CV NEWS FEED // The California Legislature is considering two bills that, if enacted, would severely limit the rights of parents to raise their children in the state.
The text of AB 957 states that it “would include a parent’s affirmation of the child’s gender identity or gender expression as part of the health, safety, and welfare of the child.”
As the California Globe reported, the bill could cause a parent to “lose custody for not ‘affirming’ or agreeing to a child’s claims about gender identity.” This would apply in custody disputes in which one parent wants to “affirm” the child’s confusion about gender, and the other does not. For example, in a case such as the custody battle between Jeff Younger and Anne Georgulas over the divorced couple’s nine-year-old son, AB 957 would require judges to side with the parent who favors “affirming.”
The legislation’s sponsor Assemblywoman Lori Wilson, D-CA, stated: “Affirming a child’s identity about gender is in their best interest.” When parents do not “affirm,” she argued, they are “rejecting that child.”
AB 957 is currently under consideration by the California State Senate. It passed in the State Assembly in March.
A related bill, AB 665, passed in the State Assembly on April 10 and has also made its way into the Senate chambers. If signed into law, it would allow a minor as young as 12 to be emancipated from his or her parents and transferred into state custody without a court order.

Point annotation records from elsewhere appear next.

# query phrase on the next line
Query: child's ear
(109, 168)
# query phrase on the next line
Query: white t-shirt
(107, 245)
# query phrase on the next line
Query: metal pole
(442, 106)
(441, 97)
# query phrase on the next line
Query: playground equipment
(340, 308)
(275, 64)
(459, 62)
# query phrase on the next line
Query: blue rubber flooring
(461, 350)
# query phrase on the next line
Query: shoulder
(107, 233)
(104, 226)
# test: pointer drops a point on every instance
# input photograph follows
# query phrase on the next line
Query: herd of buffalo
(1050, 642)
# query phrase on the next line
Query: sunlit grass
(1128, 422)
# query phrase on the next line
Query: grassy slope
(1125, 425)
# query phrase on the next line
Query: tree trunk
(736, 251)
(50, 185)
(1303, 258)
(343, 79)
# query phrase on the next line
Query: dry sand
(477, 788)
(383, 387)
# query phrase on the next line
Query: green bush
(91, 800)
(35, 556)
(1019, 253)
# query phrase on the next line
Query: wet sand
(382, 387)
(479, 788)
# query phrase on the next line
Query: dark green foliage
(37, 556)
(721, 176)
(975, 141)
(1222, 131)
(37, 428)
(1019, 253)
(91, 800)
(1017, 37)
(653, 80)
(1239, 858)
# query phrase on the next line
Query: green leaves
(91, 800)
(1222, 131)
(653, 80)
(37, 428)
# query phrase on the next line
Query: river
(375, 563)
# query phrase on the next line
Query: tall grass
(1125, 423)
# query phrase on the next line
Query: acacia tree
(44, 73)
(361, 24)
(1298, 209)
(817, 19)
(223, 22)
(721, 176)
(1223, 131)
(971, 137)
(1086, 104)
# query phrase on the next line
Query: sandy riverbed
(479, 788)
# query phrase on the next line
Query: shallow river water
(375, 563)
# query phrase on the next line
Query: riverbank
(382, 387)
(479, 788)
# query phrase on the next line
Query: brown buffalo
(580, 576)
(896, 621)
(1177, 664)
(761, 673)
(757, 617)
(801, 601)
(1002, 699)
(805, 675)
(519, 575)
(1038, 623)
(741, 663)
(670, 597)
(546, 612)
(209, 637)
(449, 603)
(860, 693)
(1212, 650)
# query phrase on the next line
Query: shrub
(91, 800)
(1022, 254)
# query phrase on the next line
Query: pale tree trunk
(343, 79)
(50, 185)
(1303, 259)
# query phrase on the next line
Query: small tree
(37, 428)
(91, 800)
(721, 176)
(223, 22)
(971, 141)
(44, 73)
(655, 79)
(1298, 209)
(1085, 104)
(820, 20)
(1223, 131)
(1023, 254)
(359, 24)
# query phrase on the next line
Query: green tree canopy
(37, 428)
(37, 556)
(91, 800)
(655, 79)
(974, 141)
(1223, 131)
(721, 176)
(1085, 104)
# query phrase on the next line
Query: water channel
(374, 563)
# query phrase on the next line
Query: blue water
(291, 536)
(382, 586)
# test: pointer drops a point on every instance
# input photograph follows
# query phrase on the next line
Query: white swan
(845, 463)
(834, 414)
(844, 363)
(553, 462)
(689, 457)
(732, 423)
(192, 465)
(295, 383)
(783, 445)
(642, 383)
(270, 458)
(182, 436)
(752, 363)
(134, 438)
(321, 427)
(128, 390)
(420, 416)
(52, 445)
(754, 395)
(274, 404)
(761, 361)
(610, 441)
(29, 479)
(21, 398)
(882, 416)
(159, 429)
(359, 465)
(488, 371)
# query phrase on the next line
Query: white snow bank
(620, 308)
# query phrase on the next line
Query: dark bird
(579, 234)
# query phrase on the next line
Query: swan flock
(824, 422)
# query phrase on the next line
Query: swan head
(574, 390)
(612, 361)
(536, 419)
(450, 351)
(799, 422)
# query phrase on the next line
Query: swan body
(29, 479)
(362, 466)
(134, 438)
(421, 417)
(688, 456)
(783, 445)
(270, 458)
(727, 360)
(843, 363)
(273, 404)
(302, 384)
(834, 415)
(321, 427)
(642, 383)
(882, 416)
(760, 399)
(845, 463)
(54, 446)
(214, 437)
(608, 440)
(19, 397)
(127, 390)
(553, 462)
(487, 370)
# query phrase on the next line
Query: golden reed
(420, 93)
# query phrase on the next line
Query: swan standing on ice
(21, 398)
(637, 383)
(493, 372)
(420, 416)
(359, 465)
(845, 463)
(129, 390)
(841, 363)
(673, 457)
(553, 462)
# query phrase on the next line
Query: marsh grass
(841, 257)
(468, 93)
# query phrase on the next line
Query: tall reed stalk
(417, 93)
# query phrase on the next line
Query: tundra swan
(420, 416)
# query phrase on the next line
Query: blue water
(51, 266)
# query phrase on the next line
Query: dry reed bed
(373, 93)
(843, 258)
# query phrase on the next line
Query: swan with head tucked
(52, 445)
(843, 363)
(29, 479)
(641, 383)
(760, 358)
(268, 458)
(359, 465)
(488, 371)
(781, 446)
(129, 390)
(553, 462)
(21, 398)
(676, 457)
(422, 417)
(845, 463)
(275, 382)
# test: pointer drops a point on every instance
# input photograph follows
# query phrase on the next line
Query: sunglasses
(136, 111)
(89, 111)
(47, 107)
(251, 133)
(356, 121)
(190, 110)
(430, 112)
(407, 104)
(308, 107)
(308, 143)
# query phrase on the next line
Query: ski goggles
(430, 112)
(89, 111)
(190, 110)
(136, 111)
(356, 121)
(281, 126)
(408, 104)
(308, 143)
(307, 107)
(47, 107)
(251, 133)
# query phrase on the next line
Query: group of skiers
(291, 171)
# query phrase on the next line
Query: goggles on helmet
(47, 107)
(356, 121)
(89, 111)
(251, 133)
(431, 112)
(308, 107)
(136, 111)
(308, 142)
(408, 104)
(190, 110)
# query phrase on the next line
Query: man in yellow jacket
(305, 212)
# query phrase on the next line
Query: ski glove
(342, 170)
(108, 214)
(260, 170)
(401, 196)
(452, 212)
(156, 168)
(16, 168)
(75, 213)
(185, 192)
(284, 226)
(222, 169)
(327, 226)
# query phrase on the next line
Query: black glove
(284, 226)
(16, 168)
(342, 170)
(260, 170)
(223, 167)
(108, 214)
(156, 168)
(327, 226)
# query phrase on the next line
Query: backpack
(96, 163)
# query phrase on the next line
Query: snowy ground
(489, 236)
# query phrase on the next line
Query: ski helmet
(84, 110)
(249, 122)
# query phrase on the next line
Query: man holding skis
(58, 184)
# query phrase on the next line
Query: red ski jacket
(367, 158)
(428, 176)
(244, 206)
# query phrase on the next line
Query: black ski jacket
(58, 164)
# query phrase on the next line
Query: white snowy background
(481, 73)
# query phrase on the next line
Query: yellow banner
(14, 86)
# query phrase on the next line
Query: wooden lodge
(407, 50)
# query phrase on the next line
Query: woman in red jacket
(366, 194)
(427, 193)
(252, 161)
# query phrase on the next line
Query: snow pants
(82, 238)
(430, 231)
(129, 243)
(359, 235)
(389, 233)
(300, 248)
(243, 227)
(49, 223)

Former San Diego City Councilman and two-time Congressional candidate Carl DeMaio, R-CA, is leading the charge to oppose AB 665. He said the bill “effectively takes children away from their parents if they aren’t ‘woke’ enough.” DeMaio added: “The worst part is that the bill permits even counselors and interns to make and facilitate decisions to allow the state to take these kids away from their parents.”
DeMaio is the chairman of Reform California, a conservative political action committee he founded 20 years ago.
If one or both pieces of legislation were to pass the State Senate, where Democrats hold an 80% majority, the bills would head to the desk of Gov. Gavin Newsom, D-CA.
Both bills were notably co-authored by State Sen. Scott Wiener, D-CA, who last year proposed an unsuccessful bill that would have allowed giving children COVID shots without consent from their parents. Wiener, who has no children, also once joked about offering a class on “drag queens” to elementary school students.
Many California parents are decrying these bills as the end of parental rights in the Golden State.
One of these is Karen England, president of the Capitol Resource Institute, a nonprofit organization based in Sacramento, CA, whose stated mission is to “educate California citizens on the importance of practicing faith in the public arena.”
In an interview with Virginia Allen on the Daily Signal Podcast, England said that the “erosion of parental rights” in California “really started” when the state passed a law mandating K-12 “Sex Ed.”
“They took away all local control saying no school district is going to be allowed to do an opt-in,” she said. “So that’s where we saw them starting when they mandated some really radical curriculum and then made sure that local school districts couldn’t give parental rights back in that area.”
Allen asked England:
If these bills become law in California, and let’s say a 10-year-old girl says to her mom, “I feel like I’m a boy.” And that mom says, “Okay. Well, you might feel like that, but you’re a girl,” that could be considered “child abuse” and the mom could lose custody of her child?
The mother and activist replied:
Absolutely… They know what they’re doing. You must affirm their perceived gender and it’s harmful if you don’t. And that’s where they’re operating from. And so this is going to be very, very serious moving forward.
She referred to the dispute between Younger and Georgulas, adding that the latter, who favors “transitioning” their young son, has moved with him from Texas to California.
While the bills in question only targeted California families, England had some words of warning for parents raising their children in other parts of the country:
We say what happens in California doesn’t stay in California, and that’s true. And so people really need to be paying attention because if you see it in California, a year or two later, they’re going to be trying it in your state.